An API in HTML 5 enables sites to deliver low-power pages to mobile users of Chrome, Firefox and Opera who are short on battery.

But leading privacy advocates warned last year that the feature could be used for ulterior purposes. Now their fears have been confirmed.

Normally, when a user clears their cookies, a monitoring web script will see them as a new user.

But the battery status API in HTML 5 offers websites and adverts data about a users’ battery in both percentages and seconds, providing an identifier of individual phones.

Therefore, a script could link the “new user” to the known user through their battery data and continue to track them.

A year ago, researcher Lukasz Olejnik warned that the API could be used for this purpose. Two researchers at Princeton University have now proved that it has been.

Using a modified browser, Steve Engelhard and Arvind Narayan discovered two tracking scripts that used the API to identify devices, the Guardian reports.

Olejnik’s original research led Firefox to issue a fix and W3C, the international standards organisation for the web, to update their standard to reflect the analysis.

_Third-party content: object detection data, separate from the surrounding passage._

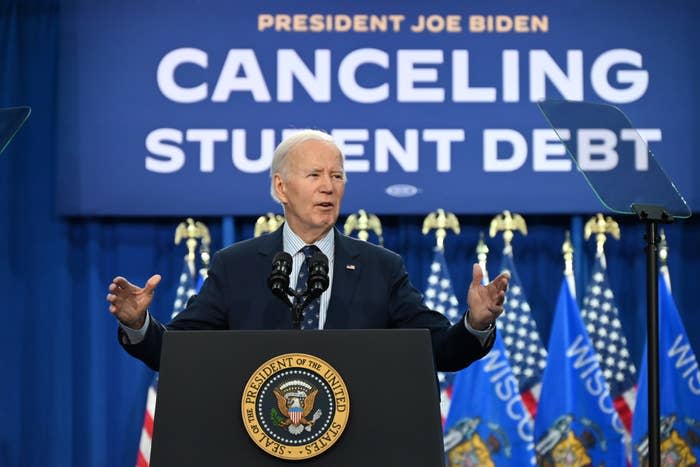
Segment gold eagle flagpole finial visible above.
[175,217,211,276]
[489,210,527,251]
[343,209,384,245]
[561,230,574,277]
[422,209,460,250]
[659,229,671,292]
[476,232,489,283]
[583,213,620,255]
[561,230,576,297]
[253,212,284,238]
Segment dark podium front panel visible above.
[151,329,443,467]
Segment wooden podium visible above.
[151,329,444,467]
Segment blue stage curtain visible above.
[0,0,700,467]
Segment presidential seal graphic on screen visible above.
[241,353,350,460]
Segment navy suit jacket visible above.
[119,228,495,371]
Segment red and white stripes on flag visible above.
[136,382,158,467]
[496,246,547,418]
[423,248,462,423]
[581,253,637,432]
[136,256,201,467]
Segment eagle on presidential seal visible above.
[271,379,321,435]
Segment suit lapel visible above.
[324,230,362,329]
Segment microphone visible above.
[267,251,292,307]
[306,251,329,299]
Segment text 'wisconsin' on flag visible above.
[632,276,700,466]
[535,278,626,466]
[444,333,535,467]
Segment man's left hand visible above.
[467,263,510,331]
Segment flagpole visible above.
[632,204,673,467]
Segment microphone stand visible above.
[287,287,318,330]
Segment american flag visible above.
[496,246,547,418]
[136,257,199,467]
[581,253,637,432]
[423,248,461,422]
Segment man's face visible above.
[275,140,345,243]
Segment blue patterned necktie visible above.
[297,245,321,329]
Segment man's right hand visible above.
[107,274,160,329]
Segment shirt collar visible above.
[282,222,335,261]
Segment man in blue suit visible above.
[107,130,509,371]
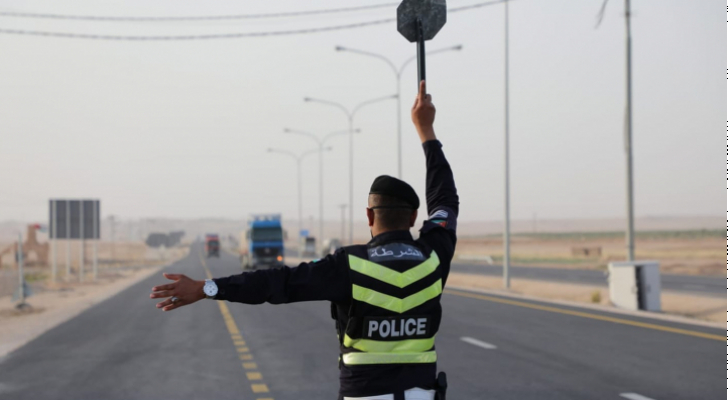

But the Princeton study will alarm privacy advocates who believe users should be able to search the web without being followed.

In a blog on the topic, Olejnik wrote: “Expected or not, battery readout is actually being used by tracking scripts, as reported in a recent study. Some tracking/analysis scripts (example here) are accessing and recovering this information.”

Olejnik also warns that the data could be used by companies to encourage users to pay more for some services when there phone is about to run out of battery.

Some browser vendors are now considering restricting and removing access to battery readout mechanisms, according to Olejnik’s blog.